Secondo le norme del diritto canonico, il 19 maggio 1944 fu effettuata la prima ricognizione delle spoglie mortali, trascorse tre decadi dalla data di morte. Il corpo era intatto in assenza di trattamenti post-mortem, quali l’imbalsamazione, secondo le volontà espresse dal Sommo Pontefice, che aveva esplicitamente rifiutato tali pratiche, e in conformità alla legge e all’uso ebraico. I resti erano conservati in una teca di bronzo fusa dalla Fonderia Artistica Ferdinando Marinelli di Firenze, esposta in san Pietro.
All’evento erano presenti l’allora mons. Alfredo Ottaviani e il cardinale Nicola Canali.
Nel giugno del 1951, le sue reliquie furono trasferite presso la porta prospiciente il pronao della Basilica di san Pietro ed esposte alla venerazione dei fedeli, in vista della sua proclamazione a beato.
Pio X fu beatificato il 3 giugno 1951 e canonizzato il 29 maggio 1954 durante il pontificato di Pio XII, la festa fu fissata al 3 settembre e coloro che seguono il calendario del Vetus Ordo Missae lo festeggiano dunque in tale data. Il calendario del Novus Ordo Missae la prevede il 21 agosto. La sua salma è tumulata all’interno della Basilica di San Pietro in Vaticano. È il patrono della Fraternità sacerdotale San Pio X ed è anche compatrono secondario della città di Venezia in ricordo di quegli anni trascorsi come Patriarca.

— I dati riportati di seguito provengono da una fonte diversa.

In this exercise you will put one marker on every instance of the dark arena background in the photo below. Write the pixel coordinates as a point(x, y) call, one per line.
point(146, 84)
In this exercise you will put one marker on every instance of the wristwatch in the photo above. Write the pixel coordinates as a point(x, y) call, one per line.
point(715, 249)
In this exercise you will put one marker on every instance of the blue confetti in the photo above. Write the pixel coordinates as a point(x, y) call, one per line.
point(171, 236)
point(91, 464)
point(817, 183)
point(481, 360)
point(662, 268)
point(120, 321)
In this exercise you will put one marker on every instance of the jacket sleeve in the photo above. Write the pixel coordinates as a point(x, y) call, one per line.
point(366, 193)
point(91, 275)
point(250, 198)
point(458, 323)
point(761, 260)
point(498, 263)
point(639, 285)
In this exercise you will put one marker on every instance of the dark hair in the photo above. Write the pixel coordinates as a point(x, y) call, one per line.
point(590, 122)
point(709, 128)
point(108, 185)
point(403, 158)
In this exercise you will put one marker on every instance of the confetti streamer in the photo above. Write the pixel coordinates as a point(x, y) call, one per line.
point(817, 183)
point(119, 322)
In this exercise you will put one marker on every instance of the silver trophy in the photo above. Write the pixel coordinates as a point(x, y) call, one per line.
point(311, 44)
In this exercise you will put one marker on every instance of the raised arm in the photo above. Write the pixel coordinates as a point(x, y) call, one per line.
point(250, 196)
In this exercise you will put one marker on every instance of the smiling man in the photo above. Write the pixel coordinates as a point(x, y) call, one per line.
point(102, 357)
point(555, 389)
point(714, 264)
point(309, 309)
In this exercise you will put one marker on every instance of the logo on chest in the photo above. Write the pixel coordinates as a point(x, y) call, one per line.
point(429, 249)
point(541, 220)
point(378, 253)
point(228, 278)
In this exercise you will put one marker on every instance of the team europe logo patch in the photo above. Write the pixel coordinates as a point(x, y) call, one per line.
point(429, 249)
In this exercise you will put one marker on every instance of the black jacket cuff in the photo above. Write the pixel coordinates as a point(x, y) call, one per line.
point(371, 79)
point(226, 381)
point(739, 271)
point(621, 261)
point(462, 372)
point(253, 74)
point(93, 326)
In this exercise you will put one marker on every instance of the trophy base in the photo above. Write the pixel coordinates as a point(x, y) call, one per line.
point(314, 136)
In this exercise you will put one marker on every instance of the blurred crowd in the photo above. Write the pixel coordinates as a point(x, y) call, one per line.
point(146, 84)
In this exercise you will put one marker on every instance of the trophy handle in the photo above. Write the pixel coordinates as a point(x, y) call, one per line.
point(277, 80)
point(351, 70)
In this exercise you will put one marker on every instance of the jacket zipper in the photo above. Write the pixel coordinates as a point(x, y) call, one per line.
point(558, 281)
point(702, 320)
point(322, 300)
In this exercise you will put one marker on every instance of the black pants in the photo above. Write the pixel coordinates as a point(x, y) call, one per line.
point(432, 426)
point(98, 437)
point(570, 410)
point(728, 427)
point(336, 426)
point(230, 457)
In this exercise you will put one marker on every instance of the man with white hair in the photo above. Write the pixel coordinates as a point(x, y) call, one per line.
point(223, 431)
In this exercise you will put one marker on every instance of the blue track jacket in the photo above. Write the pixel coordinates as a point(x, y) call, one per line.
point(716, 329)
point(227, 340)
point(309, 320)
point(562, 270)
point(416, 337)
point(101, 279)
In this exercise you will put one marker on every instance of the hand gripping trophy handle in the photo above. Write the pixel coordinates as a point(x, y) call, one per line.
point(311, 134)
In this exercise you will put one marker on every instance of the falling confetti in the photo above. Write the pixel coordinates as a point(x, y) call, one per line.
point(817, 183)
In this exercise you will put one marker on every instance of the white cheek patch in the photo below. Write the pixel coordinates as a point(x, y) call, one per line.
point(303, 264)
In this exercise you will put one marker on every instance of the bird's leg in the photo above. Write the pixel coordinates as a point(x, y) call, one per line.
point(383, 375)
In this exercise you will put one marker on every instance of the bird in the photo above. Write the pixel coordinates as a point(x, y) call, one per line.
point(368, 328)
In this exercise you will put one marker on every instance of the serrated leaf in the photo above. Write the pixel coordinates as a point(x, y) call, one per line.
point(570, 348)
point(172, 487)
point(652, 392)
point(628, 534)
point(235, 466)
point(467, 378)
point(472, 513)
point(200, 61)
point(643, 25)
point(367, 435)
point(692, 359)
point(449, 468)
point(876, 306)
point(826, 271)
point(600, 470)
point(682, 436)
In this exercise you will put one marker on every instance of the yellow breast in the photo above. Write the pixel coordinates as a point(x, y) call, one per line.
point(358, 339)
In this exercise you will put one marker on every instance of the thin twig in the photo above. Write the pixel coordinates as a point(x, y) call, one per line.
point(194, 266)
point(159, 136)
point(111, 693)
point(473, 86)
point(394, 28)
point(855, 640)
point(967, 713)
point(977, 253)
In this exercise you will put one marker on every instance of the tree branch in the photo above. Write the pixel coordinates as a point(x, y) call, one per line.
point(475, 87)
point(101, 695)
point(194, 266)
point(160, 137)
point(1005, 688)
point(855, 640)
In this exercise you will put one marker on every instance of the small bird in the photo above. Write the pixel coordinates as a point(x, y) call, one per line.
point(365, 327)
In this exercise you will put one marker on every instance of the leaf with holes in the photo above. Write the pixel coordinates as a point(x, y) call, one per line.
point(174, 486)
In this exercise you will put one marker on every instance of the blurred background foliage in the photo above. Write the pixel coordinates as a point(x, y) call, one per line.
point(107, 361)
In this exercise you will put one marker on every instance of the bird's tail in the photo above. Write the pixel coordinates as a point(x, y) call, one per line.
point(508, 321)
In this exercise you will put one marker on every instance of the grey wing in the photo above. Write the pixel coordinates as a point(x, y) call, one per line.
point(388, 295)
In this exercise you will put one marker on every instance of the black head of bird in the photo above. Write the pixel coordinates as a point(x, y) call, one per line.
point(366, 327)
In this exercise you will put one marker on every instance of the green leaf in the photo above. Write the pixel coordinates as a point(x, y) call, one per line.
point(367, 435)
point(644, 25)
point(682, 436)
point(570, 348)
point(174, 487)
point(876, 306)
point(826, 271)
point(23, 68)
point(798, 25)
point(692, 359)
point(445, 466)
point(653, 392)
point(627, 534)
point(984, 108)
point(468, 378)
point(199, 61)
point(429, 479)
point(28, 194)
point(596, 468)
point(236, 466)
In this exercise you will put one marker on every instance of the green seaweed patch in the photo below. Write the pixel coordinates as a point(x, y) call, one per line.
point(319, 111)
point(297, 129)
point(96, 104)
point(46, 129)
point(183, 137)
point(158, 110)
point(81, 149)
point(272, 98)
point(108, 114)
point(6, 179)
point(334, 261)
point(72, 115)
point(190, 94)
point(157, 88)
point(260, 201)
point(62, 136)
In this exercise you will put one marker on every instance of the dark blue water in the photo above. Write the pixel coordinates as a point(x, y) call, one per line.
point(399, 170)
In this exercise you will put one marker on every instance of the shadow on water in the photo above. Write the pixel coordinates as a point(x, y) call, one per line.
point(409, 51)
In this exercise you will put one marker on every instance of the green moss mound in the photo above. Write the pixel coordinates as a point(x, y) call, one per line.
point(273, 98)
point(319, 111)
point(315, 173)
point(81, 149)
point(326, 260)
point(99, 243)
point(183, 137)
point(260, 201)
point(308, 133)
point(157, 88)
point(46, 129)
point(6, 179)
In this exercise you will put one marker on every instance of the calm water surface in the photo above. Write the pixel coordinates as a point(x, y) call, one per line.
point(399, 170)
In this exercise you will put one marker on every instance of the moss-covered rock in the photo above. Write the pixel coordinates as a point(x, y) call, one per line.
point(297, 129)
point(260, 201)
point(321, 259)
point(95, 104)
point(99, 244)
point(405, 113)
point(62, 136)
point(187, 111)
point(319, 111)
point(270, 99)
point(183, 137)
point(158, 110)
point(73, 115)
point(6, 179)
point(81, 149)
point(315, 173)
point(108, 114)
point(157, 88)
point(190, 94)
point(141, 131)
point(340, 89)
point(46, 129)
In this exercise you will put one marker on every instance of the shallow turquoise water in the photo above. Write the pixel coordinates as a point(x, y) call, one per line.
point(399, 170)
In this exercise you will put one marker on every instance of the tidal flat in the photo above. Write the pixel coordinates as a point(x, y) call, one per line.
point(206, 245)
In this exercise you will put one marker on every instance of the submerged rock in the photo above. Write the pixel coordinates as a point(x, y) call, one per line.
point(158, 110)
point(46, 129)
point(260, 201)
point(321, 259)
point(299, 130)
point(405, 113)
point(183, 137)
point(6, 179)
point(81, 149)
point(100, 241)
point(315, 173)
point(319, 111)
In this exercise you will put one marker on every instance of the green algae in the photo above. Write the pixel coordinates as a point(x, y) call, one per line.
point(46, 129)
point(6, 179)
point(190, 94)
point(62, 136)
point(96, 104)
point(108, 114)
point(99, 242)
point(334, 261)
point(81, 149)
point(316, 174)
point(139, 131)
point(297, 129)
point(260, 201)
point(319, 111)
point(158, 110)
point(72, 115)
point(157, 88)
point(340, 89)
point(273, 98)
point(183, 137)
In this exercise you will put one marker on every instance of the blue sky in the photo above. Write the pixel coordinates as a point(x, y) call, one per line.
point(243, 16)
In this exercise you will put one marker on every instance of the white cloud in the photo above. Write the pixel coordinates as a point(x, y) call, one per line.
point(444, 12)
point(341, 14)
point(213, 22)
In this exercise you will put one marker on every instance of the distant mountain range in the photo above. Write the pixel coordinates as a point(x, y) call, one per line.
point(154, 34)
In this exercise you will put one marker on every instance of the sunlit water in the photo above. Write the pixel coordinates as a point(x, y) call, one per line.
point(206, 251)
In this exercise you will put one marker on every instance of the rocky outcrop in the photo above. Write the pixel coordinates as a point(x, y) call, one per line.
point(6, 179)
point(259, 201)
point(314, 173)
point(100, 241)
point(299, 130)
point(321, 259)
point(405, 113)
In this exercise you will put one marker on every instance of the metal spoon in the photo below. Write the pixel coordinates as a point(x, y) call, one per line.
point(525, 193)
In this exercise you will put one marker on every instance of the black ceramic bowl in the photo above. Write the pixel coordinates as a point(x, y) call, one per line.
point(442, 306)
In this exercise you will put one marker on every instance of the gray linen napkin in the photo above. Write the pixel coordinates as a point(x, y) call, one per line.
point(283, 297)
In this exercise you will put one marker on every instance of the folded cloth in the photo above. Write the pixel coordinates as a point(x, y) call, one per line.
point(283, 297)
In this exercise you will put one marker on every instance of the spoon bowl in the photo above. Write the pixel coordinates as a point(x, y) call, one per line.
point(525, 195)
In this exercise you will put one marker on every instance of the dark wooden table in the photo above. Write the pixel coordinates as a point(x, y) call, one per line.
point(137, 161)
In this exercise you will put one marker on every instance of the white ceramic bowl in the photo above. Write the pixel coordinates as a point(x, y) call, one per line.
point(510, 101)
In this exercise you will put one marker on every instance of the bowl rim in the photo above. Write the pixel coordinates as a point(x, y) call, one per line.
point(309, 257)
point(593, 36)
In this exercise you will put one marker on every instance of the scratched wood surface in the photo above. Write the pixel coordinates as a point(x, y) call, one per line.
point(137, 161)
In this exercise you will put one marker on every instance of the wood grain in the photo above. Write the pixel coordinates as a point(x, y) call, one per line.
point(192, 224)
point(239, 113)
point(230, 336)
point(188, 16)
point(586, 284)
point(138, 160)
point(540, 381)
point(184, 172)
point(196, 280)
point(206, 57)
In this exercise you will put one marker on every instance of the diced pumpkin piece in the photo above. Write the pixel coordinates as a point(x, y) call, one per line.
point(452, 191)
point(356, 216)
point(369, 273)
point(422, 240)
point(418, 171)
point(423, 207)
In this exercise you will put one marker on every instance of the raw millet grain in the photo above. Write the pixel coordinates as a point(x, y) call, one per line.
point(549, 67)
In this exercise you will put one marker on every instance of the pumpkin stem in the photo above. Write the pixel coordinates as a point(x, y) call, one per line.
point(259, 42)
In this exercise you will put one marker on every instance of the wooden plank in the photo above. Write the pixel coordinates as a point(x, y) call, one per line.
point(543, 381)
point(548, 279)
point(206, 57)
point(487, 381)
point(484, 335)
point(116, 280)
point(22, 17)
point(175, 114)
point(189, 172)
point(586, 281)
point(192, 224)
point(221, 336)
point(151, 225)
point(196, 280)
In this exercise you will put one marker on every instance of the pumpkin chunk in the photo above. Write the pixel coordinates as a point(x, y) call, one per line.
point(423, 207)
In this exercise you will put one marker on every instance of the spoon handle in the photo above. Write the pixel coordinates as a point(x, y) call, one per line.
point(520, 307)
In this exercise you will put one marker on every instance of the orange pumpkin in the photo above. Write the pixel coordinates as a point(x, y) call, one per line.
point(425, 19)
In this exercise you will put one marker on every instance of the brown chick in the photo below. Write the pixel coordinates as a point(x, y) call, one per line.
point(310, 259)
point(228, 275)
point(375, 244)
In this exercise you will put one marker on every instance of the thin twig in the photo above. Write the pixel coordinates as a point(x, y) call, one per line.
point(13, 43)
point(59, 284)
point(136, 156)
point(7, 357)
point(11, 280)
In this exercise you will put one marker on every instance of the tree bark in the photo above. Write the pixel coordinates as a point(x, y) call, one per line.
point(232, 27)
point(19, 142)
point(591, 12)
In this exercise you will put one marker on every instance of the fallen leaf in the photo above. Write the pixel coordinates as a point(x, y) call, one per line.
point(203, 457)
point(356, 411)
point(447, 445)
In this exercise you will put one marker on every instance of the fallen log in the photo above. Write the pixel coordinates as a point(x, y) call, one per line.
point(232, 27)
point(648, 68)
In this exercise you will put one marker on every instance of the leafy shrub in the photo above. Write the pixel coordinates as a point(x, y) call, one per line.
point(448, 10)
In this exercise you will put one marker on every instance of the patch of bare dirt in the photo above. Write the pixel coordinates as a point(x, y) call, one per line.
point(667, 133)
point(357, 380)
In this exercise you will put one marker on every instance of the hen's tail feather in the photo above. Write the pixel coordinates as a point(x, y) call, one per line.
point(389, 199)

La prima Messa nella festa di San Pio X fu celebrata il 3 settembre 1955 a Trieste, in occasione del Congresso Nazionale della Federazione Universitaria Cattolica Italiana.
Encicliche di Pio X
- E Supremi(4 ottobre 1903): sulla restaurazione di tutte le cose in Cristo.
- Ad Diem Illum Laetissimum(2 febbraio 1904): sull’Immacolata Concezione di Maria.
- Iucunda Sane(12 marzo 1904): su papa Gregorio I.
- Acerbo Nimis(15 aprile 1905): sull’insegnamento della dottrina cristiana.
- Il Fermo Proposito(11 giugno 1905): sull’istituzione e lo sviluppo dell’Azione Cattolica.
- Vehementer Nos(11 febbraio 1906): sulla laicità dello Stato in Francia.
- Tribus Circiter(5 aprile 1906): sui mariaviti o preti mistici della Polonia.
- Pieni l’Animo(28 luglio 1906): sul clero in Italia.
- Gravissimo Officii Munere(10 agosto 1906): sulle associazioni di culto in Francia.
- Une Fois Encore(6 gennaio 1907): sulla separazione tra Chiesa e Stato.
- Pascendi Dominici Gregis(8 settembre 1907): sugli errori del modernismo.
- Communium Rerum(21 aprile 1909): su sant’Anselmo d’Aosta.
- Editae Saepe(26 maggio 1910): su san Carlo Borromeo.
- Iamdudum(24 maggio 1911): sulla legge di separazione fra Chiesa e Stato in Portogallo.
- Lacrimabili Statu(7 giugno 1912): sugli indigeni del Sudamerica.
- Singulari Quadam(24 settembre 1912): sulle organizzazioni dei lavoratori.